2.3. If either coordinate goes out of bounds (less than 0 or at least 1000), reflect that coordinate around the boundary violated, and replace its travel with the opposite direction. This means four cases (2 coordinates x 2 boundaries):
2.3.1. if x < 0, then x = -x and reverse LEFT/RIGHT horizontal travel.
2.3.2. if 1000 <= x, then x = 1999 - x and reverse LEFT/RIGHT horizontal travel.
2.3.3. if y < 0, then y = -y and reverse UP/DOWN vertical travel.
2.3.4. if 1000 <= y, then y = 1999 - y and reverse UP/DOWN vertical travel.
Note that the reflections under step 2.3 are guaranteed to leave the new point within 100 units of the previous point, so the path requirement is preserved. However, the horizontal and vertical travel constraints force the generation of points to "sweep" randomly across the entire space, producing more total dispersion than the original pure "drunkard's walk" algorithm.
If I understand your problem correctly, given a set of sites, you want to test whether the nearest neighbor (for the L1 distance, i.e. the grid distance) of each site is at distance less than a value K.
This is easily obtained for the Euclidean distance by computing the Delaunay triangulation of the set of points: the nearest neighbor of a site is one of its neighbor in the Delaunay triangulation. Interestingly, the L1 distance is greater than the Euclidean distance (within a factor sqrt(2)).
It follows that a way of testing your condition is the following:
compute the Delaunay triangulation of the sites
for each site s, start a breadth-first search from s in the triangulation, so that you discover all the vertices at Euclidean distance less than K from s (the Delaunay triangulation has the property that the set of vertices at distance less than K from a given site is connected in the triangulation)
for each site s, among these vertices at distance less than K from s, check if any of them is at L1 distance less than K from s. If not, the property is not satisfied.
This algorithm can be improved in several ways:
the breadth-first search at step 2 should of course be stopped as soon as a site at L1 distance less than K is found.
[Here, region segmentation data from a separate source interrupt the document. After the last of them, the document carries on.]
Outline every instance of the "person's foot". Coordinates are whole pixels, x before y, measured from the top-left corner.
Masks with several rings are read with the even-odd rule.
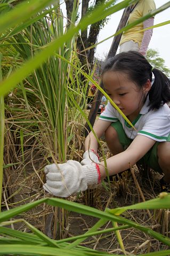
[[[170,193],[170,183],[165,181],[164,178],[160,180],[160,185],[161,187],[161,192],[167,192]]]

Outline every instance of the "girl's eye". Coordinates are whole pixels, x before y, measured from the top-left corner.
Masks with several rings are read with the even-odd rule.
[[[126,94],[126,93],[120,93],[119,95],[120,96],[124,96],[124,95]]]

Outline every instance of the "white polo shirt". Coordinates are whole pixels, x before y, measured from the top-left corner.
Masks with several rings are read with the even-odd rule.
[[[132,122],[136,131],[132,128],[110,102],[99,119],[115,122],[119,121],[127,137],[134,139],[137,134],[150,138],[156,141],[166,141],[170,133],[170,109],[167,104],[159,109],[149,111],[148,98],[136,118]]]

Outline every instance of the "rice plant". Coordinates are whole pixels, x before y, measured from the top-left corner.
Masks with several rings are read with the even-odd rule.
[[[1,83],[0,89],[0,97],[2,100],[1,101],[1,186],[2,184],[3,165],[4,167],[10,167],[10,165],[11,167],[12,165],[17,165],[19,161],[19,166],[21,166],[21,164],[22,164],[22,168],[20,168],[23,171],[23,175],[28,174],[28,173],[26,172],[25,167],[28,163],[27,157],[29,155],[31,159],[29,163],[32,165],[36,174],[37,186],[35,188],[34,185],[32,186],[30,182],[31,187],[27,188],[30,190],[27,194],[27,197],[23,196],[18,204],[31,200],[33,202],[1,213],[0,254],[108,255],[106,252],[80,246],[79,244],[88,236],[110,231],[115,231],[118,235],[121,229],[132,227],[154,237],[166,246],[169,246],[168,238],[165,237],[147,227],[142,226],[135,222],[119,217],[120,214],[128,209],[169,209],[169,198],[167,194],[161,195],[160,198],[154,201],[122,209],[106,209],[104,212],[58,198],[43,198],[37,201],[37,198],[44,197],[44,191],[41,189],[43,180],[43,166],[51,161],[63,162],[68,157],[74,158],[75,154],[78,159],[80,157],[79,149],[81,148],[82,141],[80,133],[77,132],[77,130],[81,129],[77,119],[82,119],[83,118],[87,119],[87,116],[83,113],[85,95],[88,80],[92,79],[89,74],[85,74],[87,78],[87,83],[82,84],[79,80],[79,76],[83,72],[81,70],[76,56],[76,34],[79,29],[85,28],[88,24],[96,22],[99,19],[124,8],[135,1],[123,1],[114,7],[110,7],[109,5],[114,1],[109,1],[94,10],[92,16],[86,17],[77,26],[74,26],[77,13],[75,7],[71,18],[72,26],[70,26],[68,31],[66,31],[63,30],[63,18],[59,7],[59,2],[56,3],[58,4],[46,7],[52,1],[46,0],[42,3],[42,1],[38,1],[36,2],[36,4],[33,1],[25,2],[9,12],[11,7],[10,2],[11,1],[4,1],[5,4],[1,6],[4,8],[2,9],[2,18],[0,19],[1,46],[5,52],[6,52],[4,49],[7,47],[12,53],[10,57],[7,56],[3,60],[5,60],[5,61],[7,60],[8,62],[6,61],[6,63],[8,63],[10,67],[9,69],[4,68],[4,74],[8,75]],[[168,4],[165,5],[163,8],[156,11],[155,14],[168,7],[169,4]],[[45,6],[46,9],[42,11]],[[30,19],[30,17],[31,19]],[[147,18],[148,17],[145,17]],[[50,26],[48,21],[52,21]],[[12,58],[11,56],[13,56]],[[15,70],[11,74],[12,69]],[[12,120],[12,122],[11,120],[11,123],[8,119],[7,124],[12,125],[12,128],[11,129],[12,132],[10,134],[12,136],[13,134],[15,136],[14,143],[17,141],[19,148],[16,150],[16,158],[12,160],[11,156],[9,158],[10,162],[4,165],[2,160],[4,151],[3,145],[4,130],[3,97],[17,85],[17,90],[11,92],[12,103],[10,107],[6,106],[6,111],[8,113],[15,113],[15,119]],[[98,85],[96,84],[96,86],[102,91]],[[13,118],[12,115],[12,119]],[[75,139],[75,136],[77,140]],[[6,148],[9,141],[12,141],[10,135],[7,139],[5,138]],[[10,144],[13,143],[10,142]],[[34,164],[34,156],[37,151],[41,163],[36,167]],[[68,155],[69,155],[69,157]],[[29,173],[23,182],[20,180],[18,181],[18,177],[17,182],[23,188],[28,186],[31,180],[34,179],[35,176],[32,173]],[[19,189],[20,188],[20,187]],[[17,190],[15,193],[18,191]],[[4,204],[7,202],[6,200],[5,201]],[[49,205],[47,211],[50,209],[51,211],[51,207],[54,207],[53,211],[56,221],[54,222],[54,235],[53,236],[55,238],[59,238],[59,236],[61,237],[63,235],[59,234],[59,236],[56,236],[56,231],[62,233],[67,227],[67,211],[89,214],[100,220],[85,234],[57,241],[50,239],[28,221],[22,219],[19,219],[18,217],[18,219],[9,221],[10,218],[14,218],[18,214],[26,214],[27,211],[31,211],[41,204]],[[14,204],[9,202],[7,204],[7,207],[14,205]],[[41,221],[43,215],[42,212],[43,212],[46,207],[44,206],[43,210],[41,209],[40,211]],[[38,221],[38,218],[36,220]],[[111,228],[111,229],[99,230],[107,221],[111,221],[114,227]],[[19,222],[22,223],[25,230],[29,231],[31,230],[31,233],[29,234],[16,230],[12,230],[5,227],[6,225],[14,225]],[[59,223],[61,227],[59,227]],[[126,253],[123,250],[121,236],[117,236],[117,237],[122,251],[125,254]],[[75,242],[70,243],[70,241],[74,240]],[[148,253],[148,255],[161,255],[168,254],[169,254],[169,251],[164,250],[154,252],[154,254]]]

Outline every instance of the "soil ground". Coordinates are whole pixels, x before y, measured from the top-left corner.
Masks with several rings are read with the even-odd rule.
[[[51,196],[47,194],[44,196],[42,183],[39,181],[40,179],[44,179],[43,172],[36,171],[39,170],[42,159],[39,156],[36,158],[33,168],[33,163],[27,165],[26,176],[24,172],[21,173],[17,170],[11,173],[12,183],[14,185],[14,190],[18,192],[11,199],[11,202],[4,201],[4,210],[6,210],[6,205],[9,208],[15,207],[44,196]],[[99,186],[93,190],[87,190],[79,198],[71,197],[69,200],[104,211],[106,207],[114,209],[155,198],[160,193],[159,180],[162,176],[152,170],[149,172],[143,171],[145,173],[139,172],[137,167],[134,166],[131,171],[123,173],[121,177],[115,177],[111,179],[110,190],[107,190],[103,186]],[[135,179],[133,173],[136,178]],[[106,184],[109,187],[108,182]],[[54,211],[52,206],[40,205],[22,215],[18,216],[17,218],[23,218],[50,237],[55,237],[55,234],[53,234]],[[169,212],[168,213],[169,220]],[[154,213],[147,210],[133,210],[126,212],[122,216],[169,237],[169,221],[168,226],[164,222],[165,211],[159,210]],[[69,212],[66,225],[67,231],[64,233],[63,237],[84,234],[98,220],[92,217]],[[106,227],[112,227],[111,223],[107,223],[101,229]],[[14,228],[30,232],[28,227],[22,222],[15,224]],[[134,228],[123,230],[120,234],[127,255],[131,253],[137,254],[167,249],[158,241]],[[122,254],[114,233],[93,236],[85,240],[81,245],[100,251]]]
during the search for a valid neighbor of s, if a site s' is found to be at L1 distance less than K from s, there is no need to look for a valid neighbor for s': s is obviously one of them.
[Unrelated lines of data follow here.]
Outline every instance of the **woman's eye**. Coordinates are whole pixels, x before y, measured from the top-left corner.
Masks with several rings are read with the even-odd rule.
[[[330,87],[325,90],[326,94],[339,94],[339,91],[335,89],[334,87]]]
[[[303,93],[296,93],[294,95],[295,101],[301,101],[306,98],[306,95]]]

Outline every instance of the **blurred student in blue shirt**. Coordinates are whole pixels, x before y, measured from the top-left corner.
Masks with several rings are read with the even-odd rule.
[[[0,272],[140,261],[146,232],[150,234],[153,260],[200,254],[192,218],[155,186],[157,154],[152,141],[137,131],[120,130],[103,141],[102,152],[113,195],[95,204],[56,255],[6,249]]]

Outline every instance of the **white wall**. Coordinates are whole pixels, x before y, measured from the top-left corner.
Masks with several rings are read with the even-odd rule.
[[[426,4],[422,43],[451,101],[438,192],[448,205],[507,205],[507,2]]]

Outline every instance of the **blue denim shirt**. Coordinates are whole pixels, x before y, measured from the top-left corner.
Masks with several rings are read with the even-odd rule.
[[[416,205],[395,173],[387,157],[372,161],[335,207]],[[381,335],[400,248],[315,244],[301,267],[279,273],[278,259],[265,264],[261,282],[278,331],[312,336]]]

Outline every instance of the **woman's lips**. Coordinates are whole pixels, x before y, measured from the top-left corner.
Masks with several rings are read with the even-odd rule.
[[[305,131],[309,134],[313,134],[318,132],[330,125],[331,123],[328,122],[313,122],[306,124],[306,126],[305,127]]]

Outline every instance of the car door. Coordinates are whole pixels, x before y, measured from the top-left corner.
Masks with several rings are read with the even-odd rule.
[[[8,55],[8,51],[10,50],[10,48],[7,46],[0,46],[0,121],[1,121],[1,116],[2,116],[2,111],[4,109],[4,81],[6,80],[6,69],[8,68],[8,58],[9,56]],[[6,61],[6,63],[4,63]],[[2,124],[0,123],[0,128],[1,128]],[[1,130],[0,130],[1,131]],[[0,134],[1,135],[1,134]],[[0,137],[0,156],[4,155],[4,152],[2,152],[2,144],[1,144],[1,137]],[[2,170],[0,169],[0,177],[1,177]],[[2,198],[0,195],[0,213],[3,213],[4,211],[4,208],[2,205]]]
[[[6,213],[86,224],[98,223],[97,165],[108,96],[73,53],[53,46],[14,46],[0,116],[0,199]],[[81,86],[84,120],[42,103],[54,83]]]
a complete breadth-first search is not needed: after visiting all triangles incident to s, if none of the neighbors of s in the triangulation is a valid neighbor (i.e. a site at L1 distance less than K), denote by (v1,...,vn) the neighbors. There are at most four edges (vi, vi+1) which intersect the horizontal and vertical axis. The search should only be continued through these four (or less) edges. [This follows from the shape of the L1 sphere]
Force the desired condition by construction. Instead of placing all points solely by drawing random numbers, constrain the coordinates as follows:
Randomly place an initial point.
Repeat for the remaining number of points (e.g. 99):
2.1. Randomly select an x-coordinate within some range (e.g. 90) of the previous point.
2.2. Compute the legal range for the y-coordinate that will make it within 100 units of the previous point.
2.3. Randomly select a y-coordinate within that range.
If you want to completely obscure the origin, sort the points by their coordinate pair.
This will not require much overhead vs. pure randomness, but will guarantee that each point is within 100 units of at least one other point (actually, except for the first and last, each point will be within 100 units of two other points).
As a variation on the above, in step 2, randomly choose any already-generated point and use it as the reference instead of the previous point.